I never thought I would say these words: I signed up to walk a 5K.
Some background for those who don't know me: I was the kid in high school walking down the hall while reading a book. Never the "athletic type," I dreaded P.E., especially the inevitable day we all were forced to "run" a mile. For me, there was no running on that day, just panting, sweating, dust, and pain. I would struggle across the finish line, usually last, cursing the coaches or the unknown entity who dreamed up this idea in the first place.
Gradually, as an adult, I've faced my traumatic relationship with exercise, and I'm happy to say that- little by little- I've been able to salvage the relationship and make it fun. I took a beginning yoga class in college which opened my mind to the possibility of gentler forms of exercise that still provided a physical challenge, without the "drill sargent" approach of my high school coaches.
After making yoga a regular part of my life, I gained the physical strength to be open to other forms of exercise: I've tried walking on the treadmill, using the elliptical, and most recently some light cycling. I've even come to look forward to my daily workout.

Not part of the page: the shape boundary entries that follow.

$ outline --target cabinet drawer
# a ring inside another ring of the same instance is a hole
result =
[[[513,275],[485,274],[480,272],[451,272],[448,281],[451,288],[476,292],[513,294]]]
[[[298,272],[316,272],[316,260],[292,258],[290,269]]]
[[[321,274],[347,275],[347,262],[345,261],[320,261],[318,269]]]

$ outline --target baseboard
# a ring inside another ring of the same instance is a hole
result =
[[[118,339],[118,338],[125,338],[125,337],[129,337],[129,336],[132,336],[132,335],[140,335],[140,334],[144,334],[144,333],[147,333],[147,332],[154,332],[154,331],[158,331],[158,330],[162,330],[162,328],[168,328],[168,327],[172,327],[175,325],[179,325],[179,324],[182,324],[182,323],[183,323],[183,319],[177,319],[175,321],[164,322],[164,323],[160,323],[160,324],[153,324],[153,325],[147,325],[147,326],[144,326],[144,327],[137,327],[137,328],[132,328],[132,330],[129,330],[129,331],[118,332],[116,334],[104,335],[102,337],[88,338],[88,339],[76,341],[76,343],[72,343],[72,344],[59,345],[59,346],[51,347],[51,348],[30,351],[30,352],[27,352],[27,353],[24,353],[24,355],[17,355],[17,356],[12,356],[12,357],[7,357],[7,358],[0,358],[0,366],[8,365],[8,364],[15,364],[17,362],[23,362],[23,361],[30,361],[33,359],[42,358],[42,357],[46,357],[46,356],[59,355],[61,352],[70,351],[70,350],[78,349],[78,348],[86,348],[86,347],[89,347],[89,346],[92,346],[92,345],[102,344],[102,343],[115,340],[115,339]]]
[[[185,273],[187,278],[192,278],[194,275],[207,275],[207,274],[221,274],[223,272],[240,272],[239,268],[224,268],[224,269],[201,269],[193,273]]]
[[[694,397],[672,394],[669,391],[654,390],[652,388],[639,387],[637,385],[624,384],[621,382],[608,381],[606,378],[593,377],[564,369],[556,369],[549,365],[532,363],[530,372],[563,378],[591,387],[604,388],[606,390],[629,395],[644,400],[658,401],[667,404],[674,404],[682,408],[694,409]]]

But still. There are limits. And I thought one of mine was "I'm not a runner"; another self-imposed limit
"I don't do races/charity walks."
And yet, here I am, two weeks away from walking my first 5K, the Autism Walk.
I would be tempted to consider this event a fluke, a weird twist of fate that happens once and never again. After all, the reason I originally signed up was to show support for my friends who found out both their young boys have autism. But oddly, the more I prepare myself for the walk, the more I've felt drawn to the sport of running. I find myself leafing though running magazines and perusing running websites. And I've started walking/running outdoors so that I can run for Autism Speaks whenever through the Charity Miles app. Supporting a good cause and improving my health at the same time: how cool is that?
Who knows? Will running become my new lifelong passion or a passing phase?
My new self-imposed limit: nothing with the word "marathon" in the title.